New York Times critic Neil Genzlinger:

“The film reawakens long-repudiated notions of white supremacy and such, but Mr. Roth is surely not trying to peddle them. He’s merely seeing if he can replicate the formula of the subgenre. And he does, fairly slickly, in fact. Is there some artistic reason for doing so? Not really.”

NPR critic Scott Tobias:

“‘The Green Inferno’ can easily be dismissed as juvenilia, both in its sneering rebuke of political correctness and in its zeal for unearthing a horror tradition that should have been laid to rest. The film embodies the paradox of Roth’s up-and-down career: It’s smart, savvy, and politically engaged in some respects, part of a proud tradition of culturally relevant American horror. But it’s also a repository of dumb pot and masturbation jokes, gratuitous nudity, and gore. Can’t always have it both ways.”

AV Club critic A.A. Dowd:

“Enjoying this rancid slab of red meat depends not just on an appetite for slop, but also a taste for sloppy leftovers. Like every one of the filmmaker’s prior features — ‘Cabin Fever,’ his two ‘Hostel’ movies, and ‘Aftershock’ (which he co-wrote and starred in, but didn’t direct) — ‘The Green Inferno’ sends a gaggle of boorish college kids out of their protective bubble of privilege, where certain doom awaits. The scenery in Roth’s movies may change, from the Deep South to Eastern Europe to Chile, but the warning remains the same: Stay where you belong, ugly Americans, or the world will eat you alive.”

Metro critic Matt Prigge:

“At one point a character, out of nowhere, and for reasons that are almost sort of explained, starts masturbating in the cage in front of everyone. One character gets a nasty case of diarrhea in close confines and with no available toilet. The part where one guy (Daryl Sabara) gets the cannibals high, only for it to backfire in a perhaps too easy way, almost gets a pass, if only because it’s such an obvious gag that almost certainly exists nowhere else in the cannibal movie canon.”

Vulture critic David Edelstein:

“Roth is a very deliberate fellow, and he has a real theme.
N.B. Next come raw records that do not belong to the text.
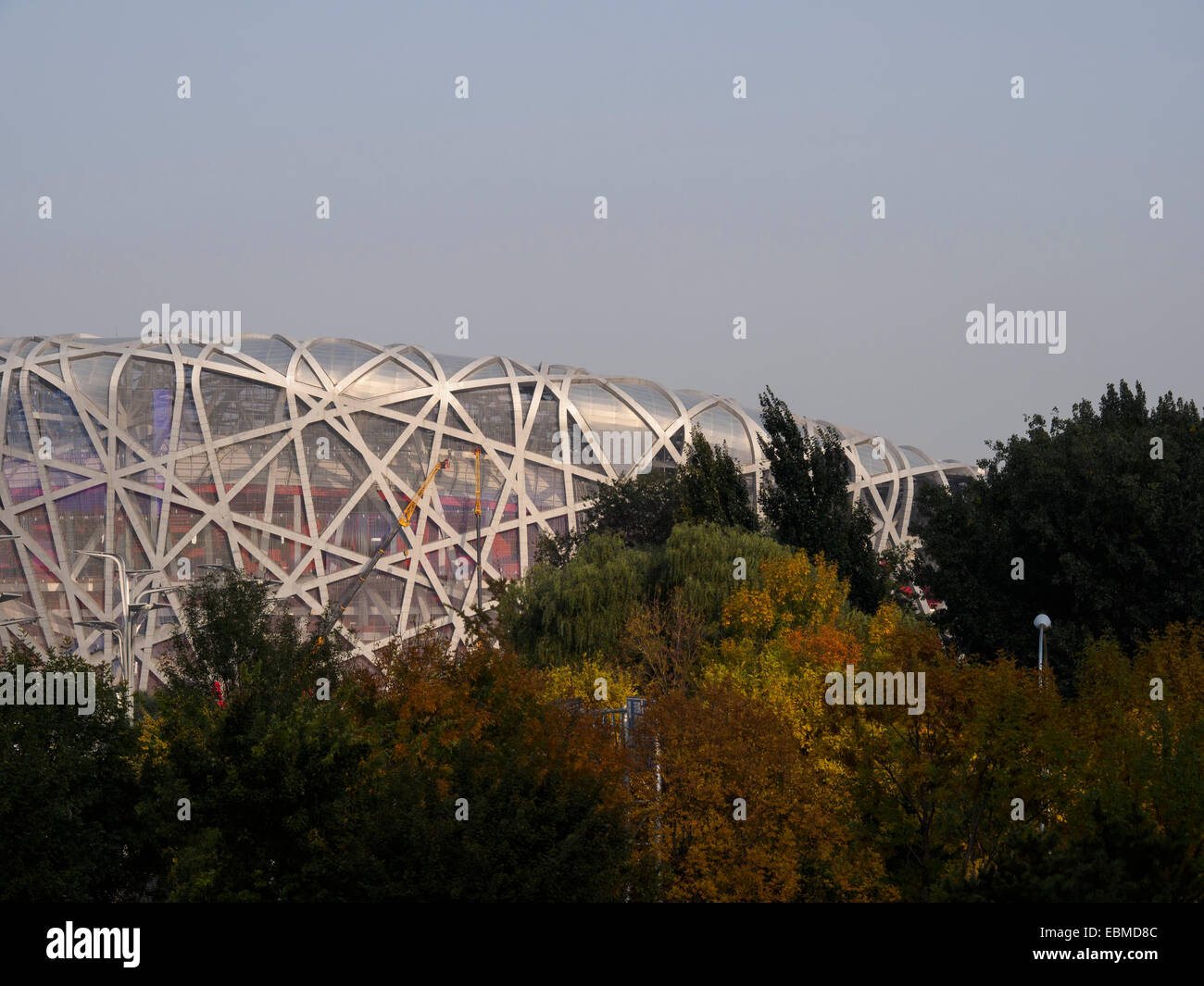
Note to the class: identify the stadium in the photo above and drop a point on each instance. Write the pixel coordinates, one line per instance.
(289, 459)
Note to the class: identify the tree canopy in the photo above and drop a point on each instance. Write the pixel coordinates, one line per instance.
(1092, 519)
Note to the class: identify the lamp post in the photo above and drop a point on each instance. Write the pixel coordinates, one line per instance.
(1042, 622)
(123, 631)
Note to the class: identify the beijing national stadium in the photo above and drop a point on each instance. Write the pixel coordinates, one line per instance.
(290, 459)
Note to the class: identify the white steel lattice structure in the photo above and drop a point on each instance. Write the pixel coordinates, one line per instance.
(290, 457)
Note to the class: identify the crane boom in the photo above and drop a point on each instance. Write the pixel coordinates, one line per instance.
(404, 521)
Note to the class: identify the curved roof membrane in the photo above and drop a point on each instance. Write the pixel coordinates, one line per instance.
(290, 457)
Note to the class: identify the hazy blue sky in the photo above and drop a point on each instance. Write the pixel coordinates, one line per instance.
(718, 207)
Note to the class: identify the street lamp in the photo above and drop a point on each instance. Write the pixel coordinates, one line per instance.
(1042, 622)
(123, 631)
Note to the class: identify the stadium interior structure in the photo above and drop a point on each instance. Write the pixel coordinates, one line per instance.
(289, 459)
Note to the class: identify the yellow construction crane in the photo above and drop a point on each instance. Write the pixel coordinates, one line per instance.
(408, 516)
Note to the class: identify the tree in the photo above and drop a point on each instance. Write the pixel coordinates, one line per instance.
(67, 793)
(808, 501)
(269, 768)
(1100, 509)
(711, 488)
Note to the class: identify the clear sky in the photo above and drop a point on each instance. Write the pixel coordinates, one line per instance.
(717, 207)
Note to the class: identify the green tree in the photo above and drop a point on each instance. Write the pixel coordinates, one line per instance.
(68, 789)
(1103, 511)
(711, 489)
(265, 761)
(808, 502)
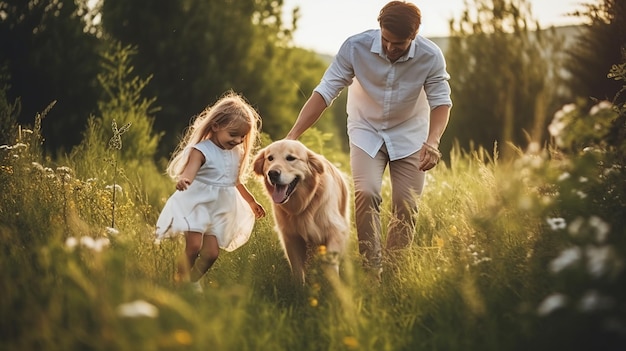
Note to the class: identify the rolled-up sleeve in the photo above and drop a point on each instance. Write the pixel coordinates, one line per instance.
(436, 85)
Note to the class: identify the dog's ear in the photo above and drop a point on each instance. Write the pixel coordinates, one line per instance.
(315, 163)
(257, 164)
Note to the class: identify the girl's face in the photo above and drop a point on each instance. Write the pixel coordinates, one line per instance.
(230, 136)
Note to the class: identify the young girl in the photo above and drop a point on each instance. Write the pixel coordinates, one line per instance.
(211, 207)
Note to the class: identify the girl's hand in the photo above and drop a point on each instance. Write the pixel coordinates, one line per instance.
(257, 209)
(183, 184)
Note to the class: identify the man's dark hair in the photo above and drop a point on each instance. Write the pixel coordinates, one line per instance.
(400, 18)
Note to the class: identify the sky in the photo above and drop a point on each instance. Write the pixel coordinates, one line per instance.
(324, 24)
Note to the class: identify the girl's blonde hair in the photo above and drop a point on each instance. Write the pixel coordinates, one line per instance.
(230, 110)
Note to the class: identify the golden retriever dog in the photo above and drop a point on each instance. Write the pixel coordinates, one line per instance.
(310, 201)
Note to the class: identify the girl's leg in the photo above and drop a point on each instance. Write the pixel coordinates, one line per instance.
(193, 244)
(209, 252)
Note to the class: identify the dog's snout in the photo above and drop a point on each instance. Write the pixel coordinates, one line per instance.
(274, 175)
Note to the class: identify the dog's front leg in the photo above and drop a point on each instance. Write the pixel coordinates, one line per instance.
(295, 248)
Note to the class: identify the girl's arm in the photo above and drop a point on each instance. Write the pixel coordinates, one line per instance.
(257, 209)
(196, 159)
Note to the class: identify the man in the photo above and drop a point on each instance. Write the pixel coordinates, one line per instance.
(398, 108)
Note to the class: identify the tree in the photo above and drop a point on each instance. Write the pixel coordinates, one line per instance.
(597, 49)
(50, 58)
(196, 50)
(503, 70)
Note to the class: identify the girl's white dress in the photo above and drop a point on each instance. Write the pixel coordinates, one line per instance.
(211, 204)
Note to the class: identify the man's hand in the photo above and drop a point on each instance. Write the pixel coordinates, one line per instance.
(429, 157)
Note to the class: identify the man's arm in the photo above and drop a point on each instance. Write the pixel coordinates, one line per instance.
(309, 114)
(439, 117)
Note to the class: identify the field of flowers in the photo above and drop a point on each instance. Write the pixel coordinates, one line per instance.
(522, 254)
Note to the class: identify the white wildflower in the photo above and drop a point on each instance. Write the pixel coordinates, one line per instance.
(94, 244)
(551, 304)
(602, 105)
(600, 227)
(556, 223)
(137, 308)
(37, 166)
(533, 148)
(594, 301)
(598, 260)
(567, 258)
(112, 231)
(118, 188)
(575, 226)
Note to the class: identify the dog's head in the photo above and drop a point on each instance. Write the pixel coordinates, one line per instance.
(285, 165)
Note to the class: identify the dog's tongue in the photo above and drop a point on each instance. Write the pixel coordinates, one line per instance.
(279, 194)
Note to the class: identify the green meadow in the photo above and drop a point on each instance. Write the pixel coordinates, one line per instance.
(520, 254)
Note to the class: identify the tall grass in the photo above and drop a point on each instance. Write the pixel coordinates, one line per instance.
(517, 255)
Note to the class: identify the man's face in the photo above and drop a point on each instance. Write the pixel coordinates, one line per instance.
(394, 47)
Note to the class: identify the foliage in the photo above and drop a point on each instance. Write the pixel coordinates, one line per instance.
(50, 58)
(208, 47)
(8, 110)
(517, 255)
(596, 50)
(504, 73)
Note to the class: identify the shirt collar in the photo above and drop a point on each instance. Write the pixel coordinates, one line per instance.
(377, 48)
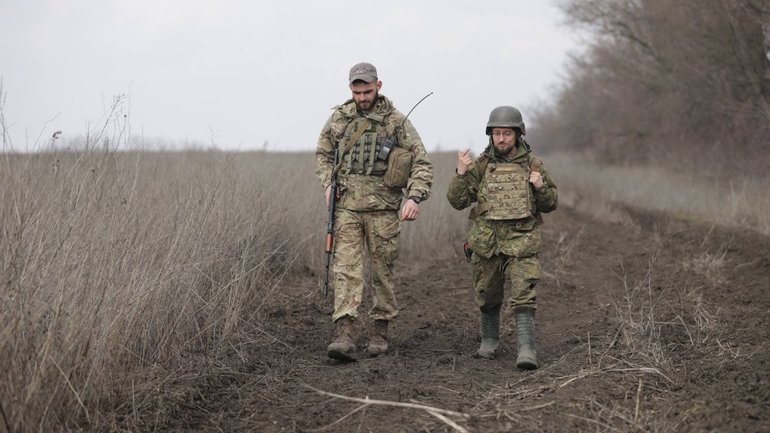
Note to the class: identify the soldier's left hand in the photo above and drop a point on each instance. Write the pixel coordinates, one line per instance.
(536, 179)
(410, 211)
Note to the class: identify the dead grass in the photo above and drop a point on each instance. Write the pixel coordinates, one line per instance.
(598, 189)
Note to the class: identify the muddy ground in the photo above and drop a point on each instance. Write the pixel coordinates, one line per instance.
(645, 323)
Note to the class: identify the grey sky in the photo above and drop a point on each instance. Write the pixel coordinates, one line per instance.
(245, 72)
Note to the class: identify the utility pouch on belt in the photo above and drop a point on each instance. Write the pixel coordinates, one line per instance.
(399, 167)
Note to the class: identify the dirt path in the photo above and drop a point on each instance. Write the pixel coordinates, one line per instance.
(648, 325)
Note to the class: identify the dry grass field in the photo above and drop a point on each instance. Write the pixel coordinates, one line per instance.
(152, 291)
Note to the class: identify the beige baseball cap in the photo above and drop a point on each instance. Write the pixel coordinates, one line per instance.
(363, 71)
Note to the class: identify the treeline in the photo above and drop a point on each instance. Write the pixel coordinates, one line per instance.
(674, 82)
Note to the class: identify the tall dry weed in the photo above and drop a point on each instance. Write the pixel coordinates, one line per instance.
(117, 261)
(119, 265)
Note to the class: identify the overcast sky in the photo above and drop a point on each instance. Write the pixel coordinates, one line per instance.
(241, 73)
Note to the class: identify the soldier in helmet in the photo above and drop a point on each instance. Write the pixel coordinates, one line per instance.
(367, 209)
(511, 189)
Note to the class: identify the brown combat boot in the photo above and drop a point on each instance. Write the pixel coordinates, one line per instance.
(343, 348)
(378, 344)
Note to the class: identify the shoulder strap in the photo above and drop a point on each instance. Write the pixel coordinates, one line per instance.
(535, 163)
(484, 161)
(353, 138)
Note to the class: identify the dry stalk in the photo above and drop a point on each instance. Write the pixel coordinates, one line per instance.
(434, 411)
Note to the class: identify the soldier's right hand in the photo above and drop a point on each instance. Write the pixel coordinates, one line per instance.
(464, 161)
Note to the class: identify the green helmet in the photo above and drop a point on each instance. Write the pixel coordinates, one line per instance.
(505, 117)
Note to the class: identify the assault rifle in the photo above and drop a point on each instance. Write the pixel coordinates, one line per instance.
(330, 224)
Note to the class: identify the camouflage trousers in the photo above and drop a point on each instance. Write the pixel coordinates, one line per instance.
(489, 278)
(376, 234)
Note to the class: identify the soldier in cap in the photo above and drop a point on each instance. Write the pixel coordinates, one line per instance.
(511, 189)
(367, 209)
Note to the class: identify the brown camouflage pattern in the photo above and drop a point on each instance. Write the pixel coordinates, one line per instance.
(504, 247)
(379, 230)
(366, 221)
(367, 192)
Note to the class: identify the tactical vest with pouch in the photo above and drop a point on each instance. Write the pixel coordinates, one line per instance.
(504, 193)
(362, 156)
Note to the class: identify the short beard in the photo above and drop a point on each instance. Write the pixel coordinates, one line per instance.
(374, 101)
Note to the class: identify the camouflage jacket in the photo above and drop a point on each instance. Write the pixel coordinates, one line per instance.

The horror in ‘The Green Inferno’ unfolds amid lush, verdant settings, which puts it squarely in the American tradition of satirizing “civilized” writers and painters who celebrate an ecstatic spiritual oneness with nature. That tradition goes back at least as far as Melville’s ‘The Mast-Head’ chapter in ‘Moby-Dick,’ but Carl Hoffman’s recent history/travelogue ‘Savage Harvest’ underlines (more than once) the irony of Nelson Rockefeller and his ilk prizing “primitive” New Guinea art at the same time the artists were pulling out his son’s entrails and roasting his limbs.”

Village Voice critic Michael Nordine:

“Funnier than it is scary and grosser than it is funny, ‘The Green Inferno’ features a number of early scenes that would appear to be setting us up for a slacker comedy … If this feels less sadistic than, say, either ‘Hostel’ movie, it also gives little reason to do anything more than roll your eyes when things go pear-shaped. There are a few clever moments throughout their ordeal — try not to laugh at how casually the tribeswomen chat while preparing a dead body for cooking — but not enough to elicit much goodwill.”

Globe and Mail critic Barry Hertz:

“Whatever criticism you want to throw at Roth, at least the director stays true to his singular, repulsive vision: His cannibals-gone-wild tale is a work of unrelenting and squishy terror. Guts are spilled, eyeballs are gouged and the threat of vaginal torture is waved around like Chekhov’s gun.”